Pixel Envy

Written by Nick Heer.

Another Sketchy “Report” From “Analysts”

Remember Strategy Analytics’ reports from earlier this week, which showed that Android tablets had vastly overtaken iPad shipments by a whopping 40 percentage points? Get ready to have your mind blown again — Canalys has just released a similar report:

Over 34 million tablets shipped in Q2 2013, a 43% year-on-year increase. Tablets now account for 31% of worldwide PC shipments. But Apple’s performance faltered. Its tablet shipments declined 14% on Q2 2012 and its market share dropped to 43%. The chasing pack of Samsung, Amazon, Lenovo and Acer each grew annually by over 200%, driven by increasing demand for small-screen tablets.

As you’d expect, this bit of drama has received significant press exposure. But there are some issues with this report.

First, Canalys uses a Tynt-esque script on their page, and that’s very irritating.
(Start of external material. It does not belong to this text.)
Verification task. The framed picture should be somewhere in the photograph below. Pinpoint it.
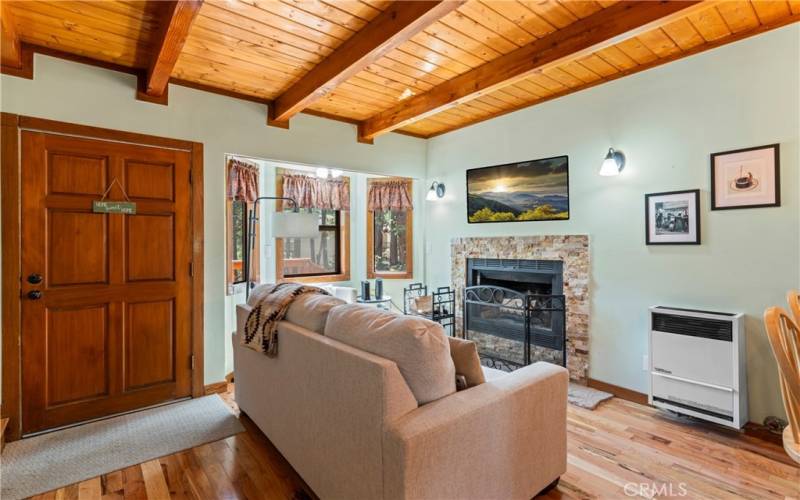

More relevant to finding the bunk in this report is the lack of methodology. As ever, Samsung, et. al. don’t release their quarterly shipment figures; only Apple currently reports shipments in a number format, not in nebulous feel-good terms. Aside from an oblique reference on their “About” page, Canalys doesn’t publish their methodology:

Each of our services benefits from the same strict methodology, with clear, global definitions and detailed, country-level data published on the same day – no preliminary data or forecasts.

If they’re not using preliminary data or forecasts, they must have direct industry connections (or are using estimates, which they don’t specify). Strategy Analytics pegged the iPad’s market share in Q2 at 28%, while Canalys claimed it was 43% — a significant difference. I don’t trust either report, but why such disparity?

I have contacted Canalys with a request for comment, and haven’t heard back yet; I will update if I do.

If these numbers are, indeed, more reliable than Strategy Analytics’ figures, they’re still not borne out by browser share. All in all, Canalys’ report is suspect, and asks a lot more questions than it answers. All this does is bolster my argument that none of these research firms’ statistics can be entirely trusted.